Do you think it's getting harder for Republicans to use the southern strategy of race coding?
It's obviously still used, but it has to be done much more subtly. There are subtleties that still do apply. We have to educate some young people (about the code words). That's the problem; they don't realize it's an issue. They don't realize the code words. "Lazy welfare mothers," "secular humanistic schools," (Confederate) flag rhetoric. That's one that's always good, I think.
What happens now with the state flag issue?
At the time the flag issue developed, it was pretty much on the front burner. It was a flashpoint in the Legislature. … I went into that effort feeling that it was a reasonable thing to do, realizing at the same time that there were very strong feelings for a lot of people that we shouldn't be changing the flag. I was disappointed in the result, I wish we'd gone ahead and resolved the issue by making the whole flag a museum piece. I'm an old Confederate; my grandfather was in the Confederate army, and I knew my grandfather. I have a great appreciation for all of those values, for bravery. But the old flag had been desecrated and captured by these hate groups, it had become a symbol for them, affecting the image of the state of Mississippi. I still feel that way. Now with the people of Mississippi having spoken as strongly as they did, with a 2 to 1 vote, to reestablish the old flag, I think the issue has been taken off the table. There's a recognition that there are a lot of other things we need to spend energy on, not to fight old battles that I frankly don't see any sense for right now. I think we have effectively taken it off the table.
Tell us something about yourself that few people know about you.
Some it won't do to tell. (Laughs.) I have two or three passions that I feel strongly about: one, obviously, is education, one race reconciliation, one historic preservation, an appreciation for our history. My leisure is frequently wrapped up in pursuit of these passions. I get as much enjoyment out of pursuing some of those causes as a lot of people do out of hunting and fishing. I hope I don't take myself too seriously.

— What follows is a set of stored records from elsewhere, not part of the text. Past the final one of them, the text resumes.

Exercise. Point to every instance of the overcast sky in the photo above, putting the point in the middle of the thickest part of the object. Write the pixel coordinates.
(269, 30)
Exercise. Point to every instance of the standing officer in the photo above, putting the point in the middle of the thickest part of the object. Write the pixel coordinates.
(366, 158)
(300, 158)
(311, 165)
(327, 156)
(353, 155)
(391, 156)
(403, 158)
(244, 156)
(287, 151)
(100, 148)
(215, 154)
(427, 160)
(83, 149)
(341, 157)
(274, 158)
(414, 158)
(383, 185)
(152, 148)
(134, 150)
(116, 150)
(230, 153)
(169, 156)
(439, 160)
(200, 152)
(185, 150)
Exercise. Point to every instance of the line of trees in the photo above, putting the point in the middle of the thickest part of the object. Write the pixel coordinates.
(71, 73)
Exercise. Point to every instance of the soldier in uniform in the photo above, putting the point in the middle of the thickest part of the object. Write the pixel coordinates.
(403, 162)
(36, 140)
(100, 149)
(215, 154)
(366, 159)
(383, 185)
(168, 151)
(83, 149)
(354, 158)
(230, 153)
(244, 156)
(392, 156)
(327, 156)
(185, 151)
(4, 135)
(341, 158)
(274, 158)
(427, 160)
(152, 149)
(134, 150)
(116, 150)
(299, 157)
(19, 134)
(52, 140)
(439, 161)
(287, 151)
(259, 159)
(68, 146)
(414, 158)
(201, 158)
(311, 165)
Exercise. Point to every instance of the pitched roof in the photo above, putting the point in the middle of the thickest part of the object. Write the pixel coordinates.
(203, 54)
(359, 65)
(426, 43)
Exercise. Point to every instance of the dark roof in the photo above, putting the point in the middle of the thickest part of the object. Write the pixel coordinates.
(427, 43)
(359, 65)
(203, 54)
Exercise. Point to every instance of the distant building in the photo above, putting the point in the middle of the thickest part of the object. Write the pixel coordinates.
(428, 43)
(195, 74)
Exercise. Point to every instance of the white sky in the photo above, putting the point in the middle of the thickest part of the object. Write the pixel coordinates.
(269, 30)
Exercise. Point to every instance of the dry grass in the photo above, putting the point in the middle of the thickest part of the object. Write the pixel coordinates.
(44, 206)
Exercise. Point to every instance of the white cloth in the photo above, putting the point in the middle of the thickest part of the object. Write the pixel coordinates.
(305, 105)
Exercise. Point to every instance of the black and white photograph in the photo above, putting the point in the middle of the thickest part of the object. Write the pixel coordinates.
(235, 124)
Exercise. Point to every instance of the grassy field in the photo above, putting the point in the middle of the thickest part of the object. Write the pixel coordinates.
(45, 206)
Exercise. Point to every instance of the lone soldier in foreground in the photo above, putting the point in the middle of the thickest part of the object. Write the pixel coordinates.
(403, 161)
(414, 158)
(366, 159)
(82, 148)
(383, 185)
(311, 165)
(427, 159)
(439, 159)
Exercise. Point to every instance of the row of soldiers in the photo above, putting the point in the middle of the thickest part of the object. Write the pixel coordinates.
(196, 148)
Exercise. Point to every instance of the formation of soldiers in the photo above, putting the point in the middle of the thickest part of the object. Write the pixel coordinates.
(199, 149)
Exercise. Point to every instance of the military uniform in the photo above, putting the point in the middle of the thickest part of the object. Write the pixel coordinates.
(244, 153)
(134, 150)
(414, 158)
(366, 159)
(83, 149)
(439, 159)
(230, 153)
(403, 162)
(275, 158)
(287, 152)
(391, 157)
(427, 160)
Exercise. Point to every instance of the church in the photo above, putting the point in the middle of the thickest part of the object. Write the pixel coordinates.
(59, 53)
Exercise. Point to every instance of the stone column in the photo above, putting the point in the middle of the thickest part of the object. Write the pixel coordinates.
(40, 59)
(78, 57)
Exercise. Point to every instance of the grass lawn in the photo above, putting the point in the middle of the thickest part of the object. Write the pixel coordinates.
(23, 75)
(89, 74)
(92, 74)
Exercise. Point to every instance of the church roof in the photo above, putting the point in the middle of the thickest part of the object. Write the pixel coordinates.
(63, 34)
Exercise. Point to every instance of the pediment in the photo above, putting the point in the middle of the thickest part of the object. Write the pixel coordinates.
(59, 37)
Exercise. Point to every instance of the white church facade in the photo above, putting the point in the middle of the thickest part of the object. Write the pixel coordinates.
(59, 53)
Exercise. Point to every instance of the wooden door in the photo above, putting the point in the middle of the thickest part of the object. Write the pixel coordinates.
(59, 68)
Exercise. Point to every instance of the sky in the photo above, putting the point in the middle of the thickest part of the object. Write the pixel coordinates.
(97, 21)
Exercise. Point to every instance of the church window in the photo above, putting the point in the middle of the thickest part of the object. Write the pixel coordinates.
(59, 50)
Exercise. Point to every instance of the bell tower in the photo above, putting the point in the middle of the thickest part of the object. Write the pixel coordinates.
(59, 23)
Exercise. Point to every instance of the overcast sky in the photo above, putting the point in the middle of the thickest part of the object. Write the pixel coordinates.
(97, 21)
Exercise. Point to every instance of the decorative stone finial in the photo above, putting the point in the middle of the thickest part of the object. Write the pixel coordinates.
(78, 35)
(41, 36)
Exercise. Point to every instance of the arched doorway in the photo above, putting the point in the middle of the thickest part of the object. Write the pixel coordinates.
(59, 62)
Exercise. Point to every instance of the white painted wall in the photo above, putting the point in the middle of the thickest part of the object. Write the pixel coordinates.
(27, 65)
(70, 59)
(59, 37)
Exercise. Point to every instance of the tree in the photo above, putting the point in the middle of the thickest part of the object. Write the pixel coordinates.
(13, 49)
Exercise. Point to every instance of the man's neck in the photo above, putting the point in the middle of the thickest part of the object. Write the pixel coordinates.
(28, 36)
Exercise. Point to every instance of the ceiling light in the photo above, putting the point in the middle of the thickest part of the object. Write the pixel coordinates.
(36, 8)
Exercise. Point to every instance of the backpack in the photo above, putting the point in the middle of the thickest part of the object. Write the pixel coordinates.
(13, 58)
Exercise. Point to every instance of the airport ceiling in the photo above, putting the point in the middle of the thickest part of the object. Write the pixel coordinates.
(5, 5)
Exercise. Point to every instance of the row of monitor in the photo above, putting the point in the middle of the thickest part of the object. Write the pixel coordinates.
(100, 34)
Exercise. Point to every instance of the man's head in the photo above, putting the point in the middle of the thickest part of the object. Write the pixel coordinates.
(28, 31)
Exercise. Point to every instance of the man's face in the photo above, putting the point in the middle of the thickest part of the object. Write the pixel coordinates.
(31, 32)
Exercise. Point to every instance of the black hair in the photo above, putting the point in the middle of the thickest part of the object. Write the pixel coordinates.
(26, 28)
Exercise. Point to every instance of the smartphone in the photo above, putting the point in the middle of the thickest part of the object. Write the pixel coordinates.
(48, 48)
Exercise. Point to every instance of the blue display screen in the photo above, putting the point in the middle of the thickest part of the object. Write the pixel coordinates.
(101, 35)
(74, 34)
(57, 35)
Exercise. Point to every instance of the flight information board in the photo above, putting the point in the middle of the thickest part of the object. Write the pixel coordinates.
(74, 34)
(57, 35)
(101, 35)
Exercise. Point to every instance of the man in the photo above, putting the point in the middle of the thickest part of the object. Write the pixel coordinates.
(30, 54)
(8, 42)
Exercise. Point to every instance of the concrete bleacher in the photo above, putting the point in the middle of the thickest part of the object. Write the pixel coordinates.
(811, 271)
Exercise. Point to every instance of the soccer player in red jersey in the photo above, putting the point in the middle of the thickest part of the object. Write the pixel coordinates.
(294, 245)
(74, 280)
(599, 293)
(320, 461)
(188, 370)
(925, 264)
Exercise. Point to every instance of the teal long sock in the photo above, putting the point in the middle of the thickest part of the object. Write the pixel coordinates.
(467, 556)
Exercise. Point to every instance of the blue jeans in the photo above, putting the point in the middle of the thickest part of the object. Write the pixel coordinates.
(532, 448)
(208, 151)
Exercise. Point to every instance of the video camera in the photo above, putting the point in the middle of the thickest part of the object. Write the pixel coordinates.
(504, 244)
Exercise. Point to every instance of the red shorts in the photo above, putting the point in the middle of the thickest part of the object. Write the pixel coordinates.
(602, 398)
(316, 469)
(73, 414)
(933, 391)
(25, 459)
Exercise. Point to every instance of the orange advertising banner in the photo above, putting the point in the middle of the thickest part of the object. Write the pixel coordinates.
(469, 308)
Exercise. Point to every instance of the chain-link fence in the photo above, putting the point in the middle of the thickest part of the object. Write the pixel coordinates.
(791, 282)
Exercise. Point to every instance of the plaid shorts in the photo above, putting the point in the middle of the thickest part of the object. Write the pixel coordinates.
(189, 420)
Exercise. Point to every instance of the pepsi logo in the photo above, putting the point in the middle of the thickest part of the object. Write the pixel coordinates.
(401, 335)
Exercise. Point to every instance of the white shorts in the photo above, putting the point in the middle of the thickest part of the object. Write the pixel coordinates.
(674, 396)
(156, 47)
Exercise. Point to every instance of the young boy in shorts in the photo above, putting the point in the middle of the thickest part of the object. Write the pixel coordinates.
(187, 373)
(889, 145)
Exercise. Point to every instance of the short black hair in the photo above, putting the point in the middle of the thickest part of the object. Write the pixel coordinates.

Is there anything else you'd like to tell JFP readers?
Just to remind them of some of the things Jack Reed and I were saying earlier this year about how important it is that we not lose any of the momentum in terms of progress in education. It is imperative that we fully fund the Mississippi Adequate Education Program. If we don't do that, we will continue to be just muddling through. We will be average, but we're not going to be great. We may not even be average.
- When I was in second grade back in 1982, Gov. Winter was the Mississippi governor that I learned about in social studies class. I wasn't sure what it was, but there was something about his picture that made that little seven-year-old feel that everything was right with the world. Boy, I miss that feeling....
- Wow. Good stuff here.
- Tom Head
- Excellent...just plain excellent.
- As soon as I finished reading this article I emailed the full text version to myself so I'd be sure to always have a copy. Donna, thanks for a tremendous interview with a very remarkable man. I'll be emailing this to numerous friends in the near future.
Could you meet a finer man that Governor Winter? It would be a hard task and probably downright impossible. Governor Winter served at a time when Mississippi was evolving from the Old South into the New South. Even the seemingly minuscule changes brought about by his administration were in reality monumental changes. It's like a long freight train reversing directions--it takes a lot of energy to bring the initial momentum to a halt and then to start the train moving in the opposite direction. Governor Winter is a man who was tremendously instrumental in reversing the momentum in Mississippi. Thank you Governor for the courage, presistence, dedication, and service that you have given this state during your many years--I can tell you that I would vote for you over anyone that I've voted for in any election over the last 20 years.
- This is the greatest governor in MS History. He admits when he was wrong - preserves history (good or bad- as it was) - still works to improve state for everyone. Thank you Governor Winter.